Bon’s late mother Isa said in 2006: “The last time we saw him was Christmas ’79, two months before he died. [Bon] told me he was working on the Back in Black album and that that was going to be it; that he was going to be a millionaire.”

 
7. “You Shook Me All Night Long”
(Back in Black, 1980)

Everyone knows and loves this song; it’s played everywhere. Shania Twain and Celine Dion have covered it. It’s one of AC/DC’s standbys. But who wrote it?

Former Mötley Crüe manager Doug Thaler is convinced Bon Scott, who’d passed away before the album was recorded, being replaced by Brian Johnson, wrote the lyrics. In fact he told me, “You can bet your life that Bon Scott wrote the lyrics to ‘You Shook Me All Night Long’.” That’s a pretty strong statement from a guy who used to be AC/DC’s American booking agent and knew the band intimately. I look into this claim in some depth in the book and draw my own conclusions.

I’m convinced Bon wrote it. In my opinion only Bon would have written a line like “She told me to come but I was already there.” Brian never matched the verve or wit of Bon in his lyrics and it’s why I think so much of AC/DC’s mid-'80s output suffers even when the guitar work of the Youngs was as good as it ever was.

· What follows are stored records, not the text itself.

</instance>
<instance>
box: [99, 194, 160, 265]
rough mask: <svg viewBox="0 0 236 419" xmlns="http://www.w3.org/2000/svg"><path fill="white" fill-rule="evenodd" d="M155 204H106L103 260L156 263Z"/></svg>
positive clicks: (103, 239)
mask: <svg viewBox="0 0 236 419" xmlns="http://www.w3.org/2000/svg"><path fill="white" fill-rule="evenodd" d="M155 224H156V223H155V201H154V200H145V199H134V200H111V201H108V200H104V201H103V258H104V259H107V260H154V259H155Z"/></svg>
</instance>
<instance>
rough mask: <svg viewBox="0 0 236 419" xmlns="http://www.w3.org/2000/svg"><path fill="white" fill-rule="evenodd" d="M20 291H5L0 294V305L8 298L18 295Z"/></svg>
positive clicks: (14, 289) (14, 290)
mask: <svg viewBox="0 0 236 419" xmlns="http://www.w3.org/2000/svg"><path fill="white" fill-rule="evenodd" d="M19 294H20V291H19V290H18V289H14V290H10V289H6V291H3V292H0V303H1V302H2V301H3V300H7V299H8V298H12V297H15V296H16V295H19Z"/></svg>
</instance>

But what’s also really interesting about this song in light of the recent hullabaloo over Taurus and Led Zeppelin is how much the opening guitar riff sounds similar to Head East’s “Never Been Any Reason”. I didn’t know a hell of a lot about Head East before I started working on this book, but came across “Never Been Any Reason” in the process of doing my research and was blown away when I heard it for the first time. AC/DC opened for Head East in Milwaukee in 1977. So the two bands crossed paths.

 
6. “Rock ’N’ Roll Damnation”
(Powerage, 1978)

It’s hard to get my head around the fact Mick Wall, the British rock writer and author of AC/DC: Hell Ain’t a Bad Place to Be, called this “a two-bit piece of head-bopping guff.” Not sure what track he was listening to when he wrote that -- maybe he was having a bad day -- but for me it’s one of the last of AC/DC’s classic boogie tracks and probably the best.

Mark Evans loves it almost as much as he loves “Highway to Hell". It has everything you want in an AC/DC song plus shakers, tambourines and handclaps, a real Motown touch that George Young and Harry Vanda brought to bear on the recording. They did something similar with the John Paul Young hit “Love Is in the Air”. Percussion was an underlying feature of many early AC/DC songs. This one really grooves. I never get tired of hearing it.

“Rock ’n’ Roll Damnation” was AC/DC’s first hit in the UK charts and a lot of the credit has to go to Michael Klenfner, best known as the fat guy with the moustache who stops Jake and Elwood backstage in the final reel of The Blues Brothers and offers them a recording contract. He was senior vice-president at Atlantic at the time, and insisted the band go back and record a radio-worthy single after they delivered the first cut of Powerage to New York.

Michael was a real champion of AC/DC behind the scenes at Atlantic, and never got the recognition he was due while he was still alive (he passed away in 2009). He ended up having a falling out with Atlantic president Jerry Greenberg over the choice of producer for Highway to Hell and got fired. But it was Klenfner who arguably did more for the band than anyone else while they were at Atlantic. His story deserves to be known by the fans.